Once the shine of the young players wore off, there wasn’t a whole lot to be excited about. The Cubs offense was held in check most of the way, which meant that a mostly good Jon Lester start resulted in a loss. The highlight of the day ties back into the young guys mentioned before. Ian Happ looked like he had his first major league hit on a ball that squeaked through the infield in the fifth inning, but it was ruled an error on the first baseman. That error, however, set up the ability for Happ to hit a home run as his first major league hit. His home run seemed like it might be pivotal, bringing the Cubs within just a couple runs. Instead, the Cardinals bullpen was able to shut down any further threat.
Stadium splits or splits against certain teams can be really wonky. Often they don’t really represent what we think they do. They usually occur in small sample sizes. Going into the game, Jon Lester was 2-0 with a 1.00 ERA in 27 innings pitched at Busch Stadium. That’s pretty good! As interesting as that may be to fans (or perhaps not interesting at all), it essentially means nothing.
Lester has pitched well in other ballparks all around the league.
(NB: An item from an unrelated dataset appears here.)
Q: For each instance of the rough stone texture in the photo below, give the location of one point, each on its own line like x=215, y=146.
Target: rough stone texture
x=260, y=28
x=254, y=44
You might not believe this, but Jon Lester is a good pitcher. In a small sample, it’s pretty easy to find times when he’s performed really, really well. That has been the case for Lester at Busch Stadium. It’s random variation for a pitcher who has pitched well for pretty much his entire career.
He had given up just three runs total in his previous trips to Busch Stadium during the regular season. On Saturday, he gave up four earned runs on six hits. He was able to strikeout nine batters, but the four walks and six hits really sunk him. Was he “due” for this loss because his numbers had been so exceptionally good up until today? Absolutely not. He had a below average start against a Cardinals team that pounced on any and all opportunities they had to score, including a squeeze play to get their first run of the day.
Surely it would’ve been fun and cool for Lester to continue his dominance in Busch Stadium, especially because it implies that he is getting wins against a division rival Cardinals team. However, random variation doesn’t work that way. The Cubs offense couldn’t pick up Lester after a good but not great start, so the Cubs lost the game.
Top WPA Play (+.120): Jon Lester’s double to center, scoring Javier Baez.
Lester was just inches away from the first home run of his career. He totally thought he got all of the ball and knocked it out of the park, as he pimped the hit just the tiniest amount with a nice bat drop. It was pretty, but in the end it was disappointing when it simply smacked off the wall. It gave the Cubs a 1-0 lead that quickly vanished.
Bottom WPA Play (-.143): Anthony Rizzo grounded into a double play, stranding a runner at third.
At the time, the Cubs were within just two runs of the Cardinals. Rizzo represented the go-ahead run at the plate with just a single out. Instead of picking up an RBI, he grounded into an inning-ending double play. Sounds pretty normal, right?
But wait! Rizzo was called out because of the slide rule as Happ slid through the bag at second. Happ pretty clearly went beyond the bag, but it didn’t appear as though the Cardinals had any shot at getting Rizzo out at first. Happ broke the letter of the rule, but the spirit of the rule seems wrong when it calls out a runner that never would have been out under any circumstances. Naturally, Cubs fans were upset while the Cardinals were perfectly happy to benefit from a probably right but still annoying call.